Pada saat kita sakit, kita pasti pernah setidaknya sekali melakukan pencarian di internet mengenai gejala-gejala yang kita alami. Sering kali akan muncul berbagai laman mengatakan bahwa kita memiliki kemungkinan terkena penyakit a, b, c, d dan seterusnya. Saat membaca informasi dari laman-laman tersebut, kita akan mulai merasakan bahwa informasi tersebut ternyata sesuai dengan yang diri kita sendiri rasakan. Kemudian, kita juga akan mulai merasa gelisah akan hal tersebut. Tanpa kita sadari, kita telah melakukan tindakan self-diagnonis pada diri sendiri .
Apa sih self-diagnosis itu? Dalam Kamus Besar Bahasa Indonesia, diagnosis merupakan penentuan jenis penyakit dengan cara meneliti (memeriksa) gejala-gejalanya. Meneliti atau memeriksa dalam konteks ini perlu dilakukan dengan bantuan ahli profesional. Mendiagnosis diri sendiri adalah memutuskan kita memiliki penyakit berdasarkan pengetahuan yang dimiliki atau setelah membaca informasi yang berkaitan dengan keluhan tersebut (Akbar, 2019). Self-diagnose ini sendiri dapat dilakukan pada gangguan kesehatan fisik dan mental yang dirasakan oleh seseorang (Maskanah, 2022).
Pada dasarnya, rasa ingin tahu yang dimiliki oleh manusia itu sangatlah tinggi. Saat ini, berbagai informasi sudah sangat mudah kita dapatkan, terutama dengan adanya internet yang berkembang pesat diikuti juga dengan kemudahan pada aksesnya. Dengan adanya kemudahan ini, berbagai informasi pun akan mudah untuk disebarkan. Kita juga perlu memahami bahwa tidak semua informasi yang tersebar di internet dapat terjamin dengan benar begitu pula sebaliknya.
Satu hal yang perlu kita pahami adalah tidak sembarang orang dapat melakukan atau membuat diagnosis. Bahkan, kita juga tidak dapat melakukan diagnosis pada diri sendiri, karena selain kita bukanlah ahli dalam bidang tertentu, kita juga akan cenderung melakukan penilaian yang bias.
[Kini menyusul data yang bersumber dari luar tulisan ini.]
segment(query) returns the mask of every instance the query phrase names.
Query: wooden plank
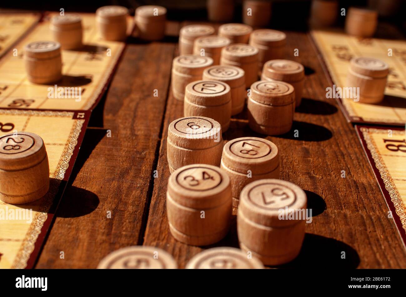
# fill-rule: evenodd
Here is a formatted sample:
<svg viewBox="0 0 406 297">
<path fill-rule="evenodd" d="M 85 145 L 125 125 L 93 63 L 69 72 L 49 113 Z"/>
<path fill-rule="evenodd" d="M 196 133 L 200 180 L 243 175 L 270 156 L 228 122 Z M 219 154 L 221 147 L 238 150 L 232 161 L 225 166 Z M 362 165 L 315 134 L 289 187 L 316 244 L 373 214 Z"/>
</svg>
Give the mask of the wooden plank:
<svg viewBox="0 0 406 297">
<path fill-rule="evenodd" d="M 284 135 L 267 137 L 278 146 L 281 178 L 298 184 L 308 195 L 313 220 L 298 258 L 286 267 L 304 265 L 314 268 L 406 267 L 406 252 L 353 127 L 348 123 L 333 99 L 326 98 L 329 85 L 317 54 L 304 33 L 288 32 L 287 58 L 306 66 L 304 99 L 297 109 L 292 130 Z M 294 49 L 298 57 L 293 56 Z M 183 116 L 182 104 L 171 92 L 164 120 L 153 192 L 143 244 L 156 246 L 172 254 L 180 268 L 202 250 L 177 241 L 169 233 L 165 193 L 169 171 L 166 138 L 169 124 Z M 232 121 L 225 141 L 247 136 L 251 131 L 243 113 Z M 294 136 L 297 130 L 299 137 Z M 346 172 L 342 178 L 341 171 Z M 238 246 L 234 224 L 224 239 L 214 246 Z M 342 252 L 346 259 L 341 259 Z"/>
<path fill-rule="evenodd" d="M 178 25 L 168 30 L 177 32 Z M 129 41 L 107 95 L 103 128 L 87 131 L 36 268 L 95 268 L 109 252 L 142 244 L 175 48 Z"/>
</svg>

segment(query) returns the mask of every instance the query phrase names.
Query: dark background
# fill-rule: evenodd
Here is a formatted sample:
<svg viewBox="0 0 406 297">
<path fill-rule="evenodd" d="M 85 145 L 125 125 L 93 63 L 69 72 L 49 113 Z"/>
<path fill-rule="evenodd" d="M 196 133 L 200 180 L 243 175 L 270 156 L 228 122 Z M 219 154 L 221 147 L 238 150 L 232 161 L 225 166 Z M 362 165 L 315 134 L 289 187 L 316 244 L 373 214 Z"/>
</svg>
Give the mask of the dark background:
<svg viewBox="0 0 406 297">
<path fill-rule="evenodd" d="M 394 6 L 391 15 L 380 15 L 381 19 L 389 21 L 398 25 L 403 30 L 406 29 L 405 13 L 406 1 L 405 0 L 352 0 L 339 1 L 339 7 L 347 9 L 350 6 L 367 7 L 368 6 L 378 8 L 376 2 L 398 3 Z M 311 0 L 274 0 L 272 3 L 271 27 L 275 29 L 306 30 L 307 28 L 311 1 Z M 233 21 L 241 21 L 242 0 L 236 0 Z M 3 1 L 0 4 L 2 9 L 30 11 L 57 11 L 63 8 L 65 12 L 81 11 L 94 12 L 99 7 L 104 5 L 117 5 L 125 6 L 134 15 L 136 8 L 144 5 L 161 5 L 168 9 L 167 17 L 169 20 L 177 21 L 205 21 L 207 19 L 206 0 L 101 0 L 86 1 L 82 0 L 52 1 Z M 381 12 L 383 12 L 381 11 Z M 339 11 L 338 12 L 339 13 Z M 338 18 L 339 24 L 343 23 L 343 17 Z"/>
</svg>

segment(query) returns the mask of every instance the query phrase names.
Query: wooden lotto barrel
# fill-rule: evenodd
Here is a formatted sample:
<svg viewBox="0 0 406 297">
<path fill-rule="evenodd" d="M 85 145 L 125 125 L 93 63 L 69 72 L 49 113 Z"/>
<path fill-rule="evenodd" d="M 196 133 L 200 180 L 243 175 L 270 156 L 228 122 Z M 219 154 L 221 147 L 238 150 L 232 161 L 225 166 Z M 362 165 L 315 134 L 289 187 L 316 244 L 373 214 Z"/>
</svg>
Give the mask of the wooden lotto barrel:
<svg viewBox="0 0 406 297">
<path fill-rule="evenodd" d="M 123 41 L 127 38 L 128 10 L 122 6 L 103 6 L 96 11 L 96 21 L 100 37 L 106 40 Z"/>
<path fill-rule="evenodd" d="M 76 13 L 58 15 L 51 19 L 50 28 L 54 40 L 63 49 L 74 49 L 83 46 L 82 18 Z"/>
<path fill-rule="evenodd" d="M 135 24 L 138 37 L 145 40 L 160 40 L 165 36 L 166 9 L 144 5 L 135 10 Z"/>
<path fill-rule="evenodd" d="M 218 122 L 204 117 L 181 118 L 169 124 L 166 154 L 171 173 L 189 164 L 220 166 L 221 131 Z"/>
<path fill-rule="evenodd" d="M 245 43 L 231 44 L 221 50 L 220 65 L 236 66 L 245 73 L 245 87 L 258 80 L 258 50 Z"/>
<path fill-rule="evenodd" d="M 250 183 L 279 178 L 278 148 L 269 140 L 252 137 L 236 138 L 223 148 L 220 167 L 231 182 L 233 206 L 238 207 L 240 194 Z"/>
<path fill-rule="evenodd" d="M 173 96 L 183 101 L 185 88 L 192 81 L 201 79 L 203 71 L 213 64 L 209 57 L 185 55 L 177 57 L 172 62 L 172 86 Z"/>
<path fill-rule="evenodd" d="M 260 69 L 267 61 L 283 59 L 286 43 L 286 35 L 280 31 L 262 29 L 250 35 L 249 44 L 258 49 Z"/>
<path fill-rule="evenodd" d="M 177 240 L 194 246 L 217 242 L 229 228 L 230 179 L 213 165 L 181 167 L 169 177 L 166 210 L 171 233 Z"/>
<path fill-rule="evenodd" d="M 360 37 L 370 37 L 376 31 L 378 14 L 376 11 L 350 7 L 346 17 L 346 32 Z"/>
<path fill-rule="evenodd" d="M 218 81 L 199 80 L 186 86 L 184 116 L 210 117 L 225 132 L 230 126 L 231 93 L 229 86 Z"/>
<path fill-rule="evenodd" d="M 339 13 L 337 0 L 313 0 L 310 24 L 314 27 L 331 26 L 335 23 Z"/>
<path fill-rule="evenodd" d="M 214 28 L 207 25 L 190 25 L 180 29 L 179 32 L 179 55 L 193 53 L 193 43 L 198 37 L 212 35 Z"/>
<path fill-rule="evenodd" d="M 252 27 L 248 25 L 225 24 L 218 27 L 218 36 L 227 37 L 231 43 L 248 43 L 252 31 Z"/>
<path fill-rule="evenodd" d="M 44 142 L 30 132 L 0 137 L 0 200 L 11 204 L 32 202 L 49 188 L 50 168 Z"/>
<path fill-rule="evenodd" d="M 304 67 L 290 60 L 271 60 L 263 65 L 261 80 L 281 81 L 290 83 L 295 89 L 295 106 L 302 102 L 304 83 Z"/>
<path fill-rule="evenodd" d="M 304 237 L 307 205 L 304 192 L 289 182 L 260 179 L 246 186 L 237 217 L 241 249 L 266 265 L 293 260 Z"/>
<path fill-rule="evenodd" d="M 176 269 L 177 263 L 170 254 L 154 246 L 127 246 L 110 253 L 97 269 Z"/>
<path fill-rule="evenodd" d="M 234 15 L 234 0 L 207 0 L 207 18 L 210 21 L 230 21 Z"/>
<path fill-rule="evenodd" d="M 255 257 L 235 248 L 212 248 L 194 256 L 186 264 L 186 269 L 265 269 Z"/>
<path fill-rule="evenodd" d="M 346 86 L 353 88 L 353 97 L 354 92 L 356 92 L 356 88 L 359 88 L 360 102 L 379 103 L 384 98 L 389 73 L 389 66 L 382 61 L 370 58 L 353 58 Z M 346 92 L 343 93 L 343 97 L 346 97 Z"/>
<path fill-rule="evenodd" d="M 252 27 L 265 27 L 271 19 L 271 2 L 266 0 L 244 0 L 242 22 Z"/>
<path fill-rule="evenodd" d="M 231 115 L 239 113 L 245 103 L 245 78 L 244 71 L 240 67 L 216 65 L 205 69 L 203 80 L 222 81 L 230 86 Z"/>
<path fill-rule="evenodd" d="M 62 78 L 60 45 L 55 41 L 35 41 L 24 47 L 27 78 L 35 83 L 48 84 Z"/>
<path fill-rule="evenodd" d="M 210 57 L 213 59 L 213 65 L 218 65 L 220 63 L 221 49 L 231 43 L 230 39 L 227 37 L 217 35 L 199 37 L 194 40 L 193 53 Z"/>
<path fill-rule="evenodd" d="M 283 81 L 256 81 L 248 97 L 248 124 L 256 132 L 279 135 L 289 131 L 293 122 L 295 92 Z"/>
</svg>

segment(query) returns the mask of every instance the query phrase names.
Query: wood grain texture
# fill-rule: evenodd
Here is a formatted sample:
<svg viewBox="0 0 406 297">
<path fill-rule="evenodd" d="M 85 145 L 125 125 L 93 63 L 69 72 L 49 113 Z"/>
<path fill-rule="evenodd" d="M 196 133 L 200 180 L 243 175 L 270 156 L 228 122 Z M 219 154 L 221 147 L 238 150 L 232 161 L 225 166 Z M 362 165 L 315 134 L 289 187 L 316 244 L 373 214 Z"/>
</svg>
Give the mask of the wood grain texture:
<svg viewBox="0 0 406 297">
<path fill-rule="evenodd" d="M 109 253 L 142 243 L 175 45 L 130 41 L 104 107 L 111 137 L 88 130 L 80 171 L 74 169 L 37 268 L 94 268 Z"/>
<path fill-rule="evenodd" d="M 291 131 L 267 137 L 279 150 L 281 178 L 305 190 L 313 220 L 306 224 L 299 256 L 284 267 L 304 265 L 315 268 L 405 268 L 406 252 L 353 127 L 336 103 L 326 98 L 328 83 L 310 36 L 289 32 L 285 58 L 305 66 L 303 99 L 296 109 Z M 299 57 L 294 49 L 299 47 Z M 166 160 L 166 129 L 182 115 L 182 105 L 170 92 L 164 122 L 144 244 L 155 246 L 172 254 L 180 268 L 202 249 L 177 241 L 169 233 L 165 194 L 169 175 Z M 225 141 L 244 136 L 262 137 L 248 127 L 246 112 L 232 119 Z M 295 138 L 293 131 L 299 130 Z M 341 171 L 346 171 L 341 178 Z M 225 238 L 213 246 L 238 246 L 234 225 Z M 346 259 L 341 259 L 341 252 Z"/>
<path fill-rule="evenodd" d="M 266 138 L 279 150 L 281 178 L 305 190 L 313 217 L 306 224 L 298 258 L 283 267 L 406 268 L 406 252 L 355 131 L 335 101 L 326 98 L 330 86 L 309 36 L 287 33 L 283 58 L 305 66 L 303 99 L 291 132 Z M 172 37 L 127 46 L 107 96 L 102 128 L 88 130 L 74 180 L 63 198 L 37 268 L 95 268 L 111 251 L 136 244 L 163 248 L 183 268 L 203 250 L 177 241 L 166 216 L 167 127 L 183 116 L 182 103 L 170 90 L 166 100 L 177 40 Z M 293 56 L 295 48 L 299 57 Z M 155 88 L 159 97 L 152 96 Z M 264 137 L 248 128 L 246 119 L 246 107 L 232 120 L 225 139 Z M 111 138 L 105 137 L 105 129 L 111 130 Z M 153 179 L 155 170 L 158 175 Z M 112 218 L 108 220 L 109 210 Z M 214 246 L 238 247 L 235 221 Z M 59 259 L 61 251 L 64 259 Z"/>
</svg>

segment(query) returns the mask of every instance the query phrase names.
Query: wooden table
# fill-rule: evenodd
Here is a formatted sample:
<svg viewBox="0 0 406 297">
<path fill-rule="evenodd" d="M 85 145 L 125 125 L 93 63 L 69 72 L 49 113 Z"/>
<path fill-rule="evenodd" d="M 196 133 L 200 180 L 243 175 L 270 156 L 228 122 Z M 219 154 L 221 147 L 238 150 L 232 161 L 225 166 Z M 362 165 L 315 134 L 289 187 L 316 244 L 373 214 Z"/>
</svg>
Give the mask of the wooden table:
<svg viewBox="0 0 406 297">
<path fill-rule="evenodd" d="M 183 116 L 171 90 L 171 69 L 185 24 L 169 23 L 169 36 L 161 42 L 129 41 L 105 99 L 92 114 L 37 268 L 95 268 L 110 252 L 134 245 L 162 248 L 183 268 L 202 250 L 172 237 L 165 207 L 168 126 Z M 355 130 L 335 99 L 326 98 L 330 83 L 309 35 L 286 33 L 286 58 L 306 66 L 304 99 L 292 130 L 266 138 L 279 148 L 281 178 L 306 190 L 313 217 L 299 256 L 283 267 L 406 268 L 406 251 Z M 232 120 L 225 141 L 261 137 L 246 118 L 246 111 Z M 235 222 L 215 245 L 224 246 L 238 246 Z"/>
</svg>

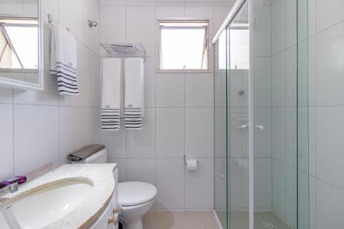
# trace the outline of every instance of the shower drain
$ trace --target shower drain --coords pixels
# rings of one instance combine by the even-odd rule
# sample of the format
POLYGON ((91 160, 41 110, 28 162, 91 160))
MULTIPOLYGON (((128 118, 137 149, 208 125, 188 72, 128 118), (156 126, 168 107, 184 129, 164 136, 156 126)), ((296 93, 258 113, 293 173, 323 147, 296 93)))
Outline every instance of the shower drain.
POLYGON ((268 221, 264 221, 263 225, 266 228, 275 228, 275 224, 268 221))

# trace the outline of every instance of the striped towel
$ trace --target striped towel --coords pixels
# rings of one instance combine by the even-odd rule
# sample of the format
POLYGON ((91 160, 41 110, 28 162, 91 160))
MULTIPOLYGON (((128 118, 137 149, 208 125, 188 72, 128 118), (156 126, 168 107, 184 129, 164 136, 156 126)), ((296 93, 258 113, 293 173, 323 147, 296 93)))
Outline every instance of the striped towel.
POLYGON ((143 87, 143 59, 126 59, 125 118, 127 129, 142 129, 144 112, 143 87))
POLYGON ((120 129, 121 99, 121 59, 109 58, 103 60, 102 129, 120 129))
POLYGON ((61 95, 77 96, 76 40, 65 29, 54 25, 52 29, 50 73, 57 76, 61 95))

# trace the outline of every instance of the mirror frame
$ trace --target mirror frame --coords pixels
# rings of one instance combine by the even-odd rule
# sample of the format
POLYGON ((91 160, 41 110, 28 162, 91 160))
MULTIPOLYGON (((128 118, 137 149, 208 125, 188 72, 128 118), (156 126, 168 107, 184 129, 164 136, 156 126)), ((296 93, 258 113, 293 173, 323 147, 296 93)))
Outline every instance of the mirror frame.
POLYGON ((44 89, 44 43, 43 43, 43 25, 44 21, 42 20, 42 13, 41 11, 41 0, 38 0, 38 32, 39 32, 39 69, 38 77, 39 83, 32 83, 22 80, 14 80, 0 76, 0 88, 17 89, 23 90, 40 90, 44 89))

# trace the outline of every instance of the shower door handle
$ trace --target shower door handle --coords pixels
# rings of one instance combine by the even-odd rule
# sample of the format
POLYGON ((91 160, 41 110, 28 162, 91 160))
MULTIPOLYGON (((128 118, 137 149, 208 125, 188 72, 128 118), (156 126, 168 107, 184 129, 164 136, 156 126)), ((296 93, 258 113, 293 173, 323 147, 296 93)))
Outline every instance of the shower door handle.
POLYGON ((241 125, 241 126, 237 126, 237 129, 248 129, 249 126, 248 125, 241 125))

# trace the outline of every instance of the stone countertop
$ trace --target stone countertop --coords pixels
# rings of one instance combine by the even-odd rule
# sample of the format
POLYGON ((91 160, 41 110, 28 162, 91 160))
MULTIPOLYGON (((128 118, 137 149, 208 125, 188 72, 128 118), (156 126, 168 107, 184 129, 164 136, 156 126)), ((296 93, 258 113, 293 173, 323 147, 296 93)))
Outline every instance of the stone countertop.
POLYGON ((115 190, 115 179, 113 172, 116 164, 79 164, 52 166, 51 170, 36 179, 21 185, 17 193, 8 193, 2 196, 9 198, 0 204, 2 206, 30 195, 34 191, 61 182, 75 180, 87 180, 93 184, 94 188, 89 198, 72 210, 61 219, 47 225, 46 228, 88 228, 100 216, 111 200, 115 190))

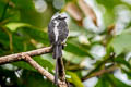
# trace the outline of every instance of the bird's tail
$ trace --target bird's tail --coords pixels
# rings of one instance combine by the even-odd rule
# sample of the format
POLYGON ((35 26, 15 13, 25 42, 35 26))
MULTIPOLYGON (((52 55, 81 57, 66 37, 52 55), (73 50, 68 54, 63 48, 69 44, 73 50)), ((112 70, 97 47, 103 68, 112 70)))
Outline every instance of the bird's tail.
POLYGON ((62 45, 53 46, 53 59, 58 59, 62 57, 62 45))
POLYGON ((58 78, 62 82, 66 80, 64 77, 64 66, 62 61, 62 45, 57 45, 53 47, 53 59, 56 59, 56 74, 55 74, 55 84, 58 85, 58 78))

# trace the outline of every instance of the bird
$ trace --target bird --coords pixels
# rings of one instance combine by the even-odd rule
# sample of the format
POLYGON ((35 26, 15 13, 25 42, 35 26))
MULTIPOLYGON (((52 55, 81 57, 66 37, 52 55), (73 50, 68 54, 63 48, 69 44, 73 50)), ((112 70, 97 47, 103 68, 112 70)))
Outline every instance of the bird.
MULTIPOLYGON (((67 16, 58 14, 52 16, 48 25, 48 37, 52 46, 52 58, 56 59, 55 84, 58 85, 59 76, 63 76, 64 66, 62 62, 62 49, 66 47, 66 41, 69 35, 67 16)), ((66 80, 62 78, 62 80, 66 80)))

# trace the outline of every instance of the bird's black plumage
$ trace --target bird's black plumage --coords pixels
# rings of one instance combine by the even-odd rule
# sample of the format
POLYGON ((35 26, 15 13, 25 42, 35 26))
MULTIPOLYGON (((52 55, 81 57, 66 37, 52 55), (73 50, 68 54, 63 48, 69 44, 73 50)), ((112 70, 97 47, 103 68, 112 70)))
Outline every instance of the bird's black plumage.
POLYGON ((52 57, 56 59, 56 76, 55 83, 58 80, 58 74, 62 75, 63 66, 61 62, 62 57, 62 48, 66 44, 69 29, 66 22, 67 17, 62 17, 61 15, 56 16, 52 18, 48 25, 48 35, 50 44, 52 45, 52 57))

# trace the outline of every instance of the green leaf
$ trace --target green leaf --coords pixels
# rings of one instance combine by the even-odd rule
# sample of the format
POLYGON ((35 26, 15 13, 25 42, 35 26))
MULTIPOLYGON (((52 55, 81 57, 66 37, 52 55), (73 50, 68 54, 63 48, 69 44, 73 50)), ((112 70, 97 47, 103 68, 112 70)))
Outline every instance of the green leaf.
POLYGON ((117 55, 122 52, 131 51, 131 34, 121 34, 116 36, 111 40, 110 47, 114 48, 117 55))
POLYGON ((121 80, 117 79, 112 74, 108 74, 108 78, 110 84, 112 84, 115 87, 131 87, 121 80))
POLYGON ((95 87, 110 87, 110 84, 107 80, 107 77, 105 75, 102 75, 100 78, 98 78, 95 87))
POLYGON ((81 79, 78 77, 78 75, 73 72, 67 72, 68 75, 71 76, 71 78, 68 78, 68 80, 75 85, 75 87, 84 87, 81 79))

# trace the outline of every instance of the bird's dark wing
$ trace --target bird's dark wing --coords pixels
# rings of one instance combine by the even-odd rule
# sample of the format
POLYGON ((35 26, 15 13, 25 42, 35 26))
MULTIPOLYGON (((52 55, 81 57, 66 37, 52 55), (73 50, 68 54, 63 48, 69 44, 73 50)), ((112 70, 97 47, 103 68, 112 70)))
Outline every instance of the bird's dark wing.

Tindakan self-diagnosis ini memang tidak membahayakan diri kita secara langsung. Namun, tindakan ini akan tetap mempengaruhi diri kita, terutama mental kita. Hal ini dikarenakan sering kali ketika mendapatkan sebuah informasi, seseorang langsung menggeneralisasi yang ia ketahui dengan fakta sekitar. Tanpa informasi yang lebih spesifik dari dokter, pasien tak paham bagaimana menilai gejala mereka. Akibatnya, mereka justru menjadi semakin cemas, ngotot, bahkan obsesif pada diagnosis yang mereka putuskan sendiri (Akbar, 2019).
Dalam tingkat lebih lanjut, tindakan self-diagnosis ini akan berpengaruh pada pemikiran kita. Apabila diteruskan, hal ini akan berdampak pada kesehatan mental kita yang juga akan mempengaruhi tindakan serta perilaku kita. Salah satu dampak yang dapat kita alami apabila kita melakukan self-diagnosis secara berlebih adalah munculnya cyberchondria. Cyberchondria adalah perasaan cemas terkait dengan pencarian informasi online tentang kesehatan yang dilakukan berulang-ulang (Starcevic, 2017, dalam Simanjuntak & Princen, 2022).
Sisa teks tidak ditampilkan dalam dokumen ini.